Fig. 5.. scDNA+Protein analysis of clonal sweep in Patient F.

a) Changes in clone frequencies at each disease state. Only genotypes identified in 1% or higher of total cells from at least one sample are depicted for clarity. The color of line denotes specific genotype also used in Extended Data Fig. 5a. b) Uniform manifold approximation and projection (UMAP) plot of Pt F samples at diagnosis (left) and relapse (right) clustered by immunophenotype with genotype overlaid. c) UMAP from b with relative expression of CD14 overlaid. Color depicts relative expression (blue = low, red = high). d) Plot depicting expression of immunophenotypic markers CD117 (Y axis) and CD14 (X axis) by each identified clone found in Pt F samples. Normalized expression of each marker is depicted by dot location with size of dot denoting the fraction of the clone that expresses the marker. Genotype is denoted by same color as in Fig. 5a and 5b.

Fig. 6.. Matched CITE-seq analysis correlates scDNA+Protein results and identifies differentially expressed pathways upon relapse.

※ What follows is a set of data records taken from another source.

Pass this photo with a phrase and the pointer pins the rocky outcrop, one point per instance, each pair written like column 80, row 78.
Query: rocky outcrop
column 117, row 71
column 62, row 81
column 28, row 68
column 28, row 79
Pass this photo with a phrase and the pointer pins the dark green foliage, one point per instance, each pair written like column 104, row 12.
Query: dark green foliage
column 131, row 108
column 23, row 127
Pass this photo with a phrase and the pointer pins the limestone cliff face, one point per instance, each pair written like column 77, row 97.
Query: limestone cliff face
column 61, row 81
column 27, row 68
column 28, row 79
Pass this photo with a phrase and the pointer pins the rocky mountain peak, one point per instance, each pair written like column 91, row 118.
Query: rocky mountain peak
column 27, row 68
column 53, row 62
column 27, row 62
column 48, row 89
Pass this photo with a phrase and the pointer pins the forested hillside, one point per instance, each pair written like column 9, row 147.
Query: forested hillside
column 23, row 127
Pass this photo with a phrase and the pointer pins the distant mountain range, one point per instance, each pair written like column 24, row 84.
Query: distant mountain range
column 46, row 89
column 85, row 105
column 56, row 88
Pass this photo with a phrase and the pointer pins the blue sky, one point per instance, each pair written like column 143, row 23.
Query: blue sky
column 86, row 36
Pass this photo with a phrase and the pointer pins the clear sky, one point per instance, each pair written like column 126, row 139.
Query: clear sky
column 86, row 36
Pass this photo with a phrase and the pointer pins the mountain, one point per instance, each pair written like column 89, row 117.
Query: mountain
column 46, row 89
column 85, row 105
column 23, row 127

a) UMAPs derived from CITE-seq analysis and clustered based on similarities to reference cell clusters (Extended Data Fig. 6a) for Pt F diagnosis (top), Pt F relapse (center), and Pt B relapse (bottom). Cell cluster identities are denoted based on cell identity in reference atlas (Extended Data Fig. 6a). bcd) Scatter dot plots of single cell CD117 (b), CD14 (c) and CD11b (d) antibody tag reads from cells clustered as Multilin-GMP-1 (b) or Intermediate Mono-1 (cd) cells from each sample (n=3). Bold dotted line denotes the mean. Kruskal-Wallis test was used to determine statistical significance amongst groups. ***P<0.001, ****P<0.0001 denoted. e) Heatmap of genes found to be differentially expressed in Multilin-GMP-1 (left, blue bar), Intermediate Mono-1 (center, yellow bar), and Intermediate Mono-3 (right, red bar) cell clusters between Pt F Diagnosis and both relapse samples (Pt F Relapse, Pt B Relapse). Heatmap scale denotes log fold gene expression from high (yellow) to low (blue). Select genes are denoted in red. Asterisks indicate whether column is a comparison between the paired samples (* denotes Pt F Diagnosis-Pt F Relapse) or unpaired samples (** denotes Pt F Diagnosis-Pt B Relapse). f) Waterfall plot of Z-scores (X) and adjusted P values (Y) for GO:Biological Processes found to be differentially expressed in Pt F diagnosis sample compared to Pt F and Pt B relapse samples by AltAnalyze. Color of dot denotes significance based on adjusted P values < 0.05 (dashed line) in red. g) Network connectivity map denoting the interactions of differentially expressed genes from Fig. 6e.